The crowd gasped, a sharp sound cutting through the sudden silence. For a moment, all anyone could hear was the whistling wind, until it exploded into chatter and screams.

"No, he's in control." Motohama said. "He's holding a pose. No flailing."

"Fire department is holding steady, and I've got the suicide hotline on speed dial." Matsuda said firmly. "Should we move in?"

Motohama stilled. "No...no hold on." He took off his glasses in a flash, giving them a quick rub before snapping them back on. "Holy shit is he...is he T-posing at us?"

Issei and Motohama watched the man fall in a firm T-pose, not a hair on his head wavering. People around them that had continued gathering exploded into noise, screams and laughter echoing, loud voices speaking into their hands as it began to sink in that this was really happening.

Matsuda slammed his right fist into his palm. "He's the priest."

"What." Issei snapped. "How the hell. No fucking way, no priest on this goddamn earth is gonna railgrind on top of a bank."

"Fuck you." Matsuda stomped his feet as hard as he could, a little cloud of dust puffing up around them. "That man is doing a goddamn Christ Air off that building, that is a priest damn you."

"Can I go to his church." Motohama said, watching the man catch his board between his legs and start revolving. "Look, he's doing a 720."

A couple people began applauding as the Priest started spinning a few seconds before he was caught by the fire department's tarp in a massive whump.

Motohama threw his hands in the air. "He nailed it."

The audience burst into applause, cheers and whistles beginning to fly overhead as the Priest began to slowly extract himself from the tarp, exchanging high-fives and handshakes with the fire department. The crowd rushed in to touch this hero, dragging the three boys along, until they eventually got face-to-face with the pale man, still flushed from his fall.

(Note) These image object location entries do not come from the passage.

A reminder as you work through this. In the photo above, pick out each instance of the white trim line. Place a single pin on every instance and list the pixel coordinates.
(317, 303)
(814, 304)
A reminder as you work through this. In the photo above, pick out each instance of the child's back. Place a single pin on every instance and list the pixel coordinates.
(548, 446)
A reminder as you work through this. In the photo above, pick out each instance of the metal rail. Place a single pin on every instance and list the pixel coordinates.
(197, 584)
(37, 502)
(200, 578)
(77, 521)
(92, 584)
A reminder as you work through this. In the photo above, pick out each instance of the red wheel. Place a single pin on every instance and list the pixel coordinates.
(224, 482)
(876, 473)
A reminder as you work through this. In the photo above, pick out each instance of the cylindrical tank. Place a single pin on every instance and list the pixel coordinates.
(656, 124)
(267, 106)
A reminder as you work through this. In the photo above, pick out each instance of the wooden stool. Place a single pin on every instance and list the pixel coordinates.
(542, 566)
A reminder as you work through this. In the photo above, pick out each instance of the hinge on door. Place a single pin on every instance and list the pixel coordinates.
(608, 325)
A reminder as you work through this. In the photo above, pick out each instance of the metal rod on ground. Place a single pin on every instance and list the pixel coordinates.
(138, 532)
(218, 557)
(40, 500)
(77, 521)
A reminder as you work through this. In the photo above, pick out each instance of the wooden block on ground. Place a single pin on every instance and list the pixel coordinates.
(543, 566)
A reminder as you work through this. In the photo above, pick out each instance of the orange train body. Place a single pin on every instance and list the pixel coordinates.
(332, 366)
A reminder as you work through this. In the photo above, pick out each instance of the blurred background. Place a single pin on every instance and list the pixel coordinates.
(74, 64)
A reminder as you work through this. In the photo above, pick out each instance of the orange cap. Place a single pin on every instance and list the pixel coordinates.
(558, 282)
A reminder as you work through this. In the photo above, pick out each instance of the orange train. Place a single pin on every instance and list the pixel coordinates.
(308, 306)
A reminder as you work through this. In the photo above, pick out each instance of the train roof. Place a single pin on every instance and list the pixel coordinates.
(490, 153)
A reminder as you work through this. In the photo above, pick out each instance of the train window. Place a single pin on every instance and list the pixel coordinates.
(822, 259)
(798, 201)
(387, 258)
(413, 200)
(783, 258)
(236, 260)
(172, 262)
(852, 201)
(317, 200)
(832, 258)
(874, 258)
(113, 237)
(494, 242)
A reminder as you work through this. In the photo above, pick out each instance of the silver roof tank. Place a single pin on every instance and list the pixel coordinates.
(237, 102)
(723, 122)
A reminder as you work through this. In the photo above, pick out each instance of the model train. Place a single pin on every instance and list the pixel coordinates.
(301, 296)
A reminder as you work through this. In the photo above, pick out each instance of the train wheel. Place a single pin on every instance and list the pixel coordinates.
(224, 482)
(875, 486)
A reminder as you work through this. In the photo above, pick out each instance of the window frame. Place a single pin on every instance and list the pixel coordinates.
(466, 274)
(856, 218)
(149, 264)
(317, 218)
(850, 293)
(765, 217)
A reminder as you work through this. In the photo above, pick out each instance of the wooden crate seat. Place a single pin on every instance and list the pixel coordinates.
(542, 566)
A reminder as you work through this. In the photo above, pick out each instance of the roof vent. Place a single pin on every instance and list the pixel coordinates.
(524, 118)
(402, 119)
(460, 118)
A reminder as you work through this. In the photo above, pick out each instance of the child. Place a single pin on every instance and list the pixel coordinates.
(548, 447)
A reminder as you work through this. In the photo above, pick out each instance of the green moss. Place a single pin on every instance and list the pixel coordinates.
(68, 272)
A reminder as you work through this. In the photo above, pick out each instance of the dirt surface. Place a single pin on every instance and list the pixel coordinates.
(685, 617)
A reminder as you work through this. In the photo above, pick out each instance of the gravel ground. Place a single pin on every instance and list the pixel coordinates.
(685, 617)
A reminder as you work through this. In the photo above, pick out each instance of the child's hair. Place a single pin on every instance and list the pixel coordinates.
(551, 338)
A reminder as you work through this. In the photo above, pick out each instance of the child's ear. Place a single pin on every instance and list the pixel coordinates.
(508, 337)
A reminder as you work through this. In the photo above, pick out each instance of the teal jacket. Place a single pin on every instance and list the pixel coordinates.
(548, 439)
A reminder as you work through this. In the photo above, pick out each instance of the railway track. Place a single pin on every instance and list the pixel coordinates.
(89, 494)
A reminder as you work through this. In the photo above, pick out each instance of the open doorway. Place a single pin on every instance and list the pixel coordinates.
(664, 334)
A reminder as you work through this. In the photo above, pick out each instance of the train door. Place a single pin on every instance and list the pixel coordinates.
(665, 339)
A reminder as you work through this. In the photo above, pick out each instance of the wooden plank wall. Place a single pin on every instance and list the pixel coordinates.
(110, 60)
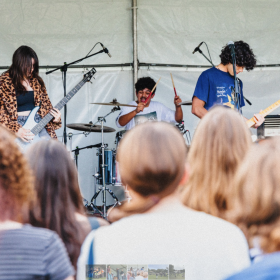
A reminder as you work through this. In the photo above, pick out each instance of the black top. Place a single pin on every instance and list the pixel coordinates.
(25, 100)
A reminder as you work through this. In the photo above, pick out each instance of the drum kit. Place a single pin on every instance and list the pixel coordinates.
(107, 173)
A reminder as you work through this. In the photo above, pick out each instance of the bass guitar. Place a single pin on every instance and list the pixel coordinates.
(36, 128)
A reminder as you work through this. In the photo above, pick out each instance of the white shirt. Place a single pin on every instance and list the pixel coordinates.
(208, 247)
(155, 111)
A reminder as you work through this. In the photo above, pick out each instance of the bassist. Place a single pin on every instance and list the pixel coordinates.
(21, 89)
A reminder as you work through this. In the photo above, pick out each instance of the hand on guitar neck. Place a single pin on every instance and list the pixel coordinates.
(258, 119)
(27, 136)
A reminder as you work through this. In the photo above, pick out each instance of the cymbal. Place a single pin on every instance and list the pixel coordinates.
(186, 102)
(89, 127)
(114, 103)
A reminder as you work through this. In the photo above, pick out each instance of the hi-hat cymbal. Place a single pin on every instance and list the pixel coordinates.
(186, 102)
(114, 103)
(89, 127)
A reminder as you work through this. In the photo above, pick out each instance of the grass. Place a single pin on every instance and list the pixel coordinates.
(153, 276)
(172, 276)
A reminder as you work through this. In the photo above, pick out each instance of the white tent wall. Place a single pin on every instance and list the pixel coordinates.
(261, 87)
(66, 30)
(169, 30)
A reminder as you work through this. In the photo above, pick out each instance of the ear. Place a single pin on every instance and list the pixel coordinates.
(185, 177)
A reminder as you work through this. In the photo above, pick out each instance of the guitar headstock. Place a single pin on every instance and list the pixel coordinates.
(89, 74)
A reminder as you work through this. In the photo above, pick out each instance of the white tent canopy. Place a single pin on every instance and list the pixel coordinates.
(167, 33)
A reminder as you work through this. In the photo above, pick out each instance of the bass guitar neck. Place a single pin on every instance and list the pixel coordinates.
(265, 112)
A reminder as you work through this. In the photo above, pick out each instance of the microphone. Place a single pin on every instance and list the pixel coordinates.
(105, 50)
(197, 48)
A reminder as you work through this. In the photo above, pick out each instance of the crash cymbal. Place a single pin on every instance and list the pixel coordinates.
(114, 103)
(186, 102)
(89, 127)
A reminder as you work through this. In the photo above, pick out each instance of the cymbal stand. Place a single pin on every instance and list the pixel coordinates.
(103, 189)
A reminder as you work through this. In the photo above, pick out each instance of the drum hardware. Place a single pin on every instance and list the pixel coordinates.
(189, 102)
(103, 189)
(77, 151)
(114, 103)
(90, 127)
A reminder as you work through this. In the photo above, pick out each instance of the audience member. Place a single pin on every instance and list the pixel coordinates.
(152, 165)
(26, 252)
(145, 275)
(59, 202)
(221, 141)
(139, 277)
(256, 208)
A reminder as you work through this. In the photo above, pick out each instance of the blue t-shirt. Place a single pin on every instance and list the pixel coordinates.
(215, 87)
(266, 269)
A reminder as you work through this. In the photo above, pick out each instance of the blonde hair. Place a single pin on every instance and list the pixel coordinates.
(151, 162)
(16, 180)
(256, 200)
(219, 145)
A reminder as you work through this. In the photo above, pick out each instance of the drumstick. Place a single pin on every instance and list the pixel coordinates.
(152, 91)
(173, 85)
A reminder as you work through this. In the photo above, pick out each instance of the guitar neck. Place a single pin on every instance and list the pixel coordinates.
(265, 112)
(37, 128)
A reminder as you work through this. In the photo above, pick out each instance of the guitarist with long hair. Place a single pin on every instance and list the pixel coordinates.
(21, 89)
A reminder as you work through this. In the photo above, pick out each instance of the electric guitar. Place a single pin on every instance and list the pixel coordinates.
(265, 112)
(36, 128)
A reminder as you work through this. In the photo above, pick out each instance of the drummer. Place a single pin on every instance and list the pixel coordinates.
(150, 111)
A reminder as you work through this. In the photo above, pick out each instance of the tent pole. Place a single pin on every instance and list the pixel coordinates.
(135, 54)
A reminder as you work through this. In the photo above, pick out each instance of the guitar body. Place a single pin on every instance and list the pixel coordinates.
(29, 124)
(36, 128)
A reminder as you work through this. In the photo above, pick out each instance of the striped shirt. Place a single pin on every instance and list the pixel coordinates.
(33, 253)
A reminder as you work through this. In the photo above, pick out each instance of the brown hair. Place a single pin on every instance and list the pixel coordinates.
(58, 194)
(22, 65)
(256, 200)
(16, 181)
(151, 162)
(218, 147)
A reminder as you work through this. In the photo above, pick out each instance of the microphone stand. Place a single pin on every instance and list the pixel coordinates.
(63, 69)
(236, 84)
(200, 51)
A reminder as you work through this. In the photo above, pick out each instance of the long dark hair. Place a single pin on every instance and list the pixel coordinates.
(22, 65)
(58, 194)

"You're a priest, right?" Issei demanded as the crowd finally stopped bustling enough for words to transmit again.

The albino nodded. "Sure am." The friendly looking leer that slowly tore it's way across his face nearly gave lie to his words, but the dangling cross on his chest cemented it. "Freed's the name."

"Rad." Matsuda said. "We need an exorcism."

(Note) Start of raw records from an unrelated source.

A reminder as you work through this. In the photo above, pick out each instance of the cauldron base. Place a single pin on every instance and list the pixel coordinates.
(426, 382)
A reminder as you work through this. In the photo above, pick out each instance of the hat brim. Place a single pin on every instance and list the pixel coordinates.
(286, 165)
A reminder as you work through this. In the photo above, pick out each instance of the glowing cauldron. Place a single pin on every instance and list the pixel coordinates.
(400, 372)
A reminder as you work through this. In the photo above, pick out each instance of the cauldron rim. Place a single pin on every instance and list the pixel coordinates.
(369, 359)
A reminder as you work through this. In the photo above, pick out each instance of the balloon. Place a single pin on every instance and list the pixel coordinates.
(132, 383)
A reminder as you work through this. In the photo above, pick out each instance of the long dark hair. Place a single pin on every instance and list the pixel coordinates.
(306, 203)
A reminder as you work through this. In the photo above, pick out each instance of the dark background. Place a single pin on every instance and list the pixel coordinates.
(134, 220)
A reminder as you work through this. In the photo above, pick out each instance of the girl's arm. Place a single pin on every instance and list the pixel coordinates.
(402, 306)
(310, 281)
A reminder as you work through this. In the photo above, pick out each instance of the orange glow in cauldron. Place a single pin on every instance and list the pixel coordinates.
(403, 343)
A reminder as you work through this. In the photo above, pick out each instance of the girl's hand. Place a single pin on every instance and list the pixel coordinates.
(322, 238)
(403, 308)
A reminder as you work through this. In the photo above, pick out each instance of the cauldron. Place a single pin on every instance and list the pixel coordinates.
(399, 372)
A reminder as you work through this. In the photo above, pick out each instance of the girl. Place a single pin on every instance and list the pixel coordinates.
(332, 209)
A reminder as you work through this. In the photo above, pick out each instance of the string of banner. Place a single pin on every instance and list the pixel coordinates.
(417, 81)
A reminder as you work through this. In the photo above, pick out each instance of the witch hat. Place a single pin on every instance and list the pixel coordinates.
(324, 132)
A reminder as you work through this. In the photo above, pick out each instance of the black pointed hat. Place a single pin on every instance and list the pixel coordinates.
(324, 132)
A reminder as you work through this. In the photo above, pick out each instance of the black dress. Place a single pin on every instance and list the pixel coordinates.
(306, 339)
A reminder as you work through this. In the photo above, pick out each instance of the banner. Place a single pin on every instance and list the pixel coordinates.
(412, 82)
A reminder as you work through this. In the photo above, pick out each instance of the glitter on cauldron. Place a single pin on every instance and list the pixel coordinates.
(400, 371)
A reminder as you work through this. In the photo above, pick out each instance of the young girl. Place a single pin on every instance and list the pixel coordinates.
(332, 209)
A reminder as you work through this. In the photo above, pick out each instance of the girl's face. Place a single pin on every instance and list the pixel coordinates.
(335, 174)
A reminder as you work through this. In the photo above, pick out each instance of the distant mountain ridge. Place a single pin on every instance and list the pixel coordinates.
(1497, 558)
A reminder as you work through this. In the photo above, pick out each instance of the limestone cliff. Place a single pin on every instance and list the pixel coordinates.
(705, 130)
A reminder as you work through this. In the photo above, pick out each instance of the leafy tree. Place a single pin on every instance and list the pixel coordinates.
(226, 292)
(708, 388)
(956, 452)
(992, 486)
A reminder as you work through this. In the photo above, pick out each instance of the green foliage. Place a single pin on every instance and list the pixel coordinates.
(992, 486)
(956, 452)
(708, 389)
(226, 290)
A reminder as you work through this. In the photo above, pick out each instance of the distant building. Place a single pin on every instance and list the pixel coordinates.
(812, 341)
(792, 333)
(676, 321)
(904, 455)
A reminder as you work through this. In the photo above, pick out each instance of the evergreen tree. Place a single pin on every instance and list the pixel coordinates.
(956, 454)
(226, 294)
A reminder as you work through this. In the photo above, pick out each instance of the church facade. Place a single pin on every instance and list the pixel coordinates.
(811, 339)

An eerie looking grin hovered on the man's lips. "I can see that." He eyed Motohama and Matsuda's outfits. "Lemme quote you."

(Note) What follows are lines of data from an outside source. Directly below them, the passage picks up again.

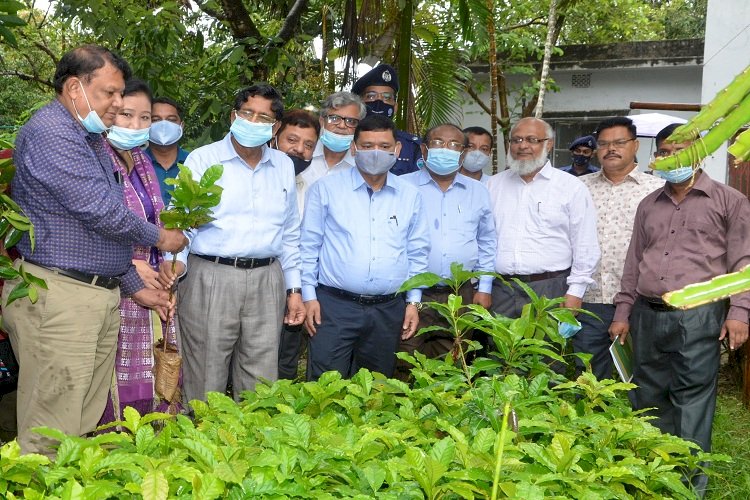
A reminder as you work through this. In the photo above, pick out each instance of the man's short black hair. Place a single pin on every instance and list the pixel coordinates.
(83, 61)
(375, 123)
(616, 121)
(137, 86)
(428, 134)
(299, 118)
(480, 131)
(262, 90)
(171, 102)
(665, 132)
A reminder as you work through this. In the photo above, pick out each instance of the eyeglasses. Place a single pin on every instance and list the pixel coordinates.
(531, 140)
(663, 152)
(383, 96)
(484, 149)
(250, 115)
(439, 143)
(336, 119)
(619, 144)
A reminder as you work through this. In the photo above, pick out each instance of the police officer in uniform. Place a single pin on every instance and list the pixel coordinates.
(378, 89)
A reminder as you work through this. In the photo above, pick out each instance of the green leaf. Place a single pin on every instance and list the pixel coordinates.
(154, 486)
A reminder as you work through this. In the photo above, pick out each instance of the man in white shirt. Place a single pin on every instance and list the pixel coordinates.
(339, 116)
(240, 264)
(616, 189)
(545, 222)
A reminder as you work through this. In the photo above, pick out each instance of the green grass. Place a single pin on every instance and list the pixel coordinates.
(731, 436)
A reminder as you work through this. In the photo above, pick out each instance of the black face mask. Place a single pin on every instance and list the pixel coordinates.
(300, 164)
(379, 108)
(581, 160)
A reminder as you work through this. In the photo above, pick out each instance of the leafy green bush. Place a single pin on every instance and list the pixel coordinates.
(459, 431)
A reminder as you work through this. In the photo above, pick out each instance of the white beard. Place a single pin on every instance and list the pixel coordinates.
(526, 167)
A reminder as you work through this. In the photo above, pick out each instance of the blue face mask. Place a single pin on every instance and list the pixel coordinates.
(675, 176)
(126, 138)
(567, 330)
(443, 161)
(374, 161)
(251, 134)
(336, 142)
(92, 123)
(164, 133)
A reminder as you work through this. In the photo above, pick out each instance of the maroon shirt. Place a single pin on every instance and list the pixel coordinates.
(674, 245)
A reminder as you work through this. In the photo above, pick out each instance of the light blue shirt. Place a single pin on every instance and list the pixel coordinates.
(361, 241)
(257, 216)
(462, 228)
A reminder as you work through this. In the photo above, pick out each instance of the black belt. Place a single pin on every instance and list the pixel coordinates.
(656, 303)
(91, 279)
(528, 278)
(365, 300)
(239, 262)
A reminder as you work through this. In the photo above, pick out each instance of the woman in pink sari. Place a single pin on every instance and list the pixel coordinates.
(140, 327)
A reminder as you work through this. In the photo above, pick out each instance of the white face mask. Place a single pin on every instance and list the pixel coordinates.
(475, 160)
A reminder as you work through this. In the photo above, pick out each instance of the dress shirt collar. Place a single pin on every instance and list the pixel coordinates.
(359, 182)
(424, 177)
(228, 152)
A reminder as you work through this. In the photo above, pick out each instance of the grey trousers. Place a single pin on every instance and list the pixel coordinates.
(229, 315)
(676, 367)
(509, 300)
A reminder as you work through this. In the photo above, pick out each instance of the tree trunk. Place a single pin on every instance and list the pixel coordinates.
(493, 78)
(551, 23)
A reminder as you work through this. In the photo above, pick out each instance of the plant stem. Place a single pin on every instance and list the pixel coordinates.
(499, 447)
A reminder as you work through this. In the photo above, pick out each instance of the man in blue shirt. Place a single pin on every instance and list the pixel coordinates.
(378, 88)
(462, 229)
(364, 234)
(164, 135)
(233, 297)
(65, 342)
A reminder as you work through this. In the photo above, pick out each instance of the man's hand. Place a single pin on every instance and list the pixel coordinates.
(167, 278)
(483, 299)
(158, 300)
(411, 322)
(312, 316)
(737, 331)
(572, 302)
(171, 240)
(149, 277)
(619, 328)
(295, 310)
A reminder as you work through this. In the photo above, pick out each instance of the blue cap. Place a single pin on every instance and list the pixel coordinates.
(586, 140)
(382, 74)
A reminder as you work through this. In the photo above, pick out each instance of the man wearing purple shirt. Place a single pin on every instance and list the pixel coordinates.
(65, 183)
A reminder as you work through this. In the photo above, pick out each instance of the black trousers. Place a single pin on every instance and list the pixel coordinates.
(593, 338)
(676, 367)
(353, 336)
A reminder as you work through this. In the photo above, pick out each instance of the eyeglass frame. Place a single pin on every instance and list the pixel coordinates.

"We have to pay?" Motohama cried.

Freed shrugged. "Sorry man, I gotta eat too. I don't feel like starving like that dumb-, well, nevermind." He shrugged, and tossed a wave at the crowd. "Sorry." He started walking off, basking in the noise and props. Motohama and Matsuda, dispirited, started moving back, but something held Issei in place. He signalled to them to head on, but cleared his throat.

"Hey, you're a priest right? You know people in town?"

The albino man turned back to him, crowd still reaching out to feel him. "I know a lotta people, yeah." He called back.

"You know a guy named Azazel?"

The priest froze, before walking back to him with great, land-eating strides. He brushed a few hands aside impatiently, before he stopped in front of Issei, looking right at him. Freed's eyes were slightly yellowed, and Issei shivered. He hadn't stopped smiling.

"Yeah. Yeah, I know Azazel. What's up, boya?"

Issei swallowed. The crowd was loud and the sun was heavy in the sky, but he felt very, very cold all of a sudden.